Here are some ways in which you can minimize the risk of data loss through failures:
  • Try to develop stateless and idempotent services. If this is not possible, use MessageID to identify Messages so your application can detect retransmission attempts. If retrying Message transmission, use the same MessageID. Services that are not idempotent and would suffer from redoing the same work if they receive a retransmitted Message, should record state transitions against the MessageID, preferably using transactions. Applications based around stateless services tend to scale better as well.
  • If developing stateful services, use transactions and a (preferably clustered) JMS implementation.
  • Cluster your Registry and use a clustered/fault-tolerant back-end database, to remove any single points of failure.
  • Ensure that the Message Store is backed by a highly available database.
  • Clearly identify which services and which operations on services need higher reliability and fault tolerance capabilities than others. This will allow you to target transports other than JMS at those services, potentially improving the overall performance of applications. Because JBossESB allows services to be used through different EPRs concurrently, it is also possible to offer these different qualities of service (QoS) to different consumers based on application specific requirements.
  • Because network partitions can make services appear as though they have failed, avoid transports that are more prone to this type of failure for services that cannot cope with being misidentified as having crashed.
  • In some situations (for example, HTTP) the crash of a server after it has dealt with a message but before it has responded could result in another server doing the same work. This is because it is not possible to differentiate between a machine that fails after the service receives the message and process it, and one where it receives the message and doesn't process it.
  • Using asynchronous (one-way) delivery patterns will make it difficult to detect failures of services: there is typically no notion of a lost or delayed Message if responses to requests can come at arbitrary times. If there are no responses at all, then it obviously makes failure detection more problematical and you may have to rely upon application semantics to determine that Messages did not arrive (for example, the amount of money in the bank account does not match expectations). When using either the ServiceInvoker or Couriers to delivery asynchronous Messages, a return from the respective operation (e.g., deliverAsync) does not mean the Message has been acted upon by the service.

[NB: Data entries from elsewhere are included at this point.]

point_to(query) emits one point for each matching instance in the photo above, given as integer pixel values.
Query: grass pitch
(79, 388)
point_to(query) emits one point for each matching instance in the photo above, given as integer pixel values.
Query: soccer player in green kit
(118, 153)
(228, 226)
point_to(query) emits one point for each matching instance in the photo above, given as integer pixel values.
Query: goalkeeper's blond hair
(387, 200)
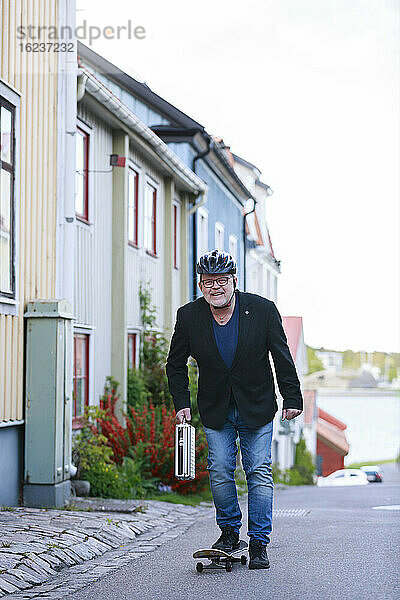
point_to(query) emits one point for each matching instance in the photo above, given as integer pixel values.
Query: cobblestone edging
(36, 544)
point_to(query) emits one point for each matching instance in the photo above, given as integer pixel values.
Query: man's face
(221, 290)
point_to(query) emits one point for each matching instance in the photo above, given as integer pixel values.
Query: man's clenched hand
(290, 413)
(183, 413)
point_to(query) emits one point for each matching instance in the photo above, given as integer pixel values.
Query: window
(202, 231)
(150, 219)
(233, 246)
(81, 374)
(219, 236)
(7, 207)
(133, 206)
(132, 339)
(81, 180)
(176, 216)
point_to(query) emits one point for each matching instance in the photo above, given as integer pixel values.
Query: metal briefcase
(185, 451)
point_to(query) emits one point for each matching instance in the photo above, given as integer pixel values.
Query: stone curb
(35, 544)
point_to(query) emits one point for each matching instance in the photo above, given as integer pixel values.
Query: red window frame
(153, 221)
(132, 337)
(134, 242)
(77, 419)
(10, 169)
(85, 215)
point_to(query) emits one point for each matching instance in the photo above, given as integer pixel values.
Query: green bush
(136, 388)
(93, 458)
(136, 472)
(153, 352)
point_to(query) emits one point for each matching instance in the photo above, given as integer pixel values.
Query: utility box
(48, 401)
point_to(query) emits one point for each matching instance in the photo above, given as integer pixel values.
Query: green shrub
(136, 471)
(153, 352)
(136, 388)
(93, 458)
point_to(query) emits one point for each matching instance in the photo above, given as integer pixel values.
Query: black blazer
(250, 376)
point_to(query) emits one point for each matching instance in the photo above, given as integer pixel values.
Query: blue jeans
(255, 446)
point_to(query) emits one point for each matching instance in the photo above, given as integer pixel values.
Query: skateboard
(219, 559)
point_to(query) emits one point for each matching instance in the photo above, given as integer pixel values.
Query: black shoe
(258, 555)
(228, 540)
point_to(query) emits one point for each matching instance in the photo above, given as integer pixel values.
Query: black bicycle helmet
(216, 262)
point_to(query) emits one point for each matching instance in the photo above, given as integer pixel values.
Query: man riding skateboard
(230, 334)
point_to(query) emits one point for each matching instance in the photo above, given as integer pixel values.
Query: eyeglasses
(208, 283)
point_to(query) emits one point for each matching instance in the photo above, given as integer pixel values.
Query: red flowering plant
(149, 431)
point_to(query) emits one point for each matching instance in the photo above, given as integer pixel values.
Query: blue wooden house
(216, 220)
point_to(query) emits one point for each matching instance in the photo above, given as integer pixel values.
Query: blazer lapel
(245, 319)
(208, 333)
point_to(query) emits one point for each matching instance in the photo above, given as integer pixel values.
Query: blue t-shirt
(227, 335)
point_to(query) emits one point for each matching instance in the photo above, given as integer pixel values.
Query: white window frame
(233, 246)
(202, 231)
(176, 233)
(85, 128)
(219, 236)
(134, 169)
(9, 305)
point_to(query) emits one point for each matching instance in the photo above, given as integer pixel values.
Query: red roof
(309, 403)
(293, 327)
(322, 414)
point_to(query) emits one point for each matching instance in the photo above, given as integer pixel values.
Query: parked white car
(373, 473)
(344, 477)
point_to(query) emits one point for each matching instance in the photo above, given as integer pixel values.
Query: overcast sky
(308, 90)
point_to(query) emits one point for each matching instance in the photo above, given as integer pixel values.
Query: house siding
(34, 79)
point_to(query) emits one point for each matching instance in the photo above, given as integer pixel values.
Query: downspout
(244, 241)
(210, 144)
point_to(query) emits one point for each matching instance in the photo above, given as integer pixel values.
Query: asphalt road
(343, 548)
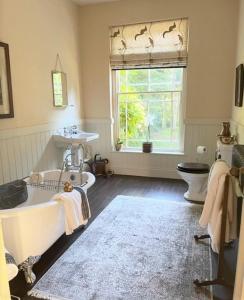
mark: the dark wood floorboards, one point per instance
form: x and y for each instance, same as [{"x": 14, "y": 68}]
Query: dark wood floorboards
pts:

  • The message store is used by the redelivery protocol. However, as mentioned this is a best-effort protocol for improved robustness and does not use transactions or reliable message delivery. This means that certain failures may result in messages being lost entirely (they do not get written to the store before a crash), or delivered multiple times (the redelivery mechanism pulls a message from the store, delivers it successfully but there is a crash that prevents the message from being removed from the store.) Upon recovery the message will be delivered again.
  • Some transports, such as FTP, can be configured to retain messages that have been processed, although they will be uniquely marked to differentiate them from un-processed messages. The default approach is often to delete messages once they have been processed, but you may want to change this default to allow your applications to determine which messages have been dealt with upon recovery from failures.